Emotion rose then, and Mrs. Channing battled to keep it down. “The same God who gave me my children, has taught me how to bear,” she presently said. “For the moment, yesterday, I really was overwhelmed; but it passed away after a few hours’ struggle. When I left home, I humbly committed my child to God’s good care, in perfect trust; and I feel, that whether dead or alive, that care is still over him.”

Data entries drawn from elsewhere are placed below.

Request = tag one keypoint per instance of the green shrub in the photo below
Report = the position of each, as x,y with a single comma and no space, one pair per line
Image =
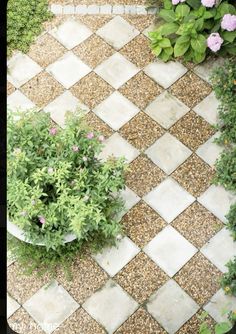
228,282
190,30
57,184
24,23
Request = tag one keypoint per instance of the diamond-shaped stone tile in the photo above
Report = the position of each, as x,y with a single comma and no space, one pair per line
141,131
218,303
50,306
168,153
143,175
142,223
117,32
68,69
190,89
141,277
66,102
204,70
138,51
17,101
97,92
192,130
116,110
45,50
70,33
21,69
118,147
42,89
12,306
220,249
171,306
166,110
170,250
169,199
194,175
217,200
165,74
116,70
210,151
113,259
207,108
110,306
140,322
197,224
199,278
93,51
141,90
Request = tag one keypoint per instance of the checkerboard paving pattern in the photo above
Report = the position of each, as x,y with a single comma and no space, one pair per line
167,267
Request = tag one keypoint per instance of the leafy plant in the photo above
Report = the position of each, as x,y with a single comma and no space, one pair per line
228,282
24,23
191,30
56,182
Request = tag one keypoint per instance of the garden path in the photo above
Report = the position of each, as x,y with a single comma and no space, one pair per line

“I wish to goodness one could learn to feel as you do!” uttered Lady Augusta. “Troubles don’t seem to touch you and Mr. Channing; you rise superior to them: but they turn me inside out. And now I must go! And I wish Roland had never been born before he had behaved so! You must try to forgive him, Mrs. Channing: you must promise to try and welcome him, should he ever come back again!”
“Oh yes,” Mrs. Channing answered, with a bright smile. “The one will be as easy as the other has been. He is already forgiven, Lady Augusta.”
“I have done what I could in it. I have been to the college school, and told them all, and Tom is put into his place as senior. It’s true, indeed! and I hope every boy will be flogged for putting upon him; Gerald and Tod amongst the rest. And now, good-bye.”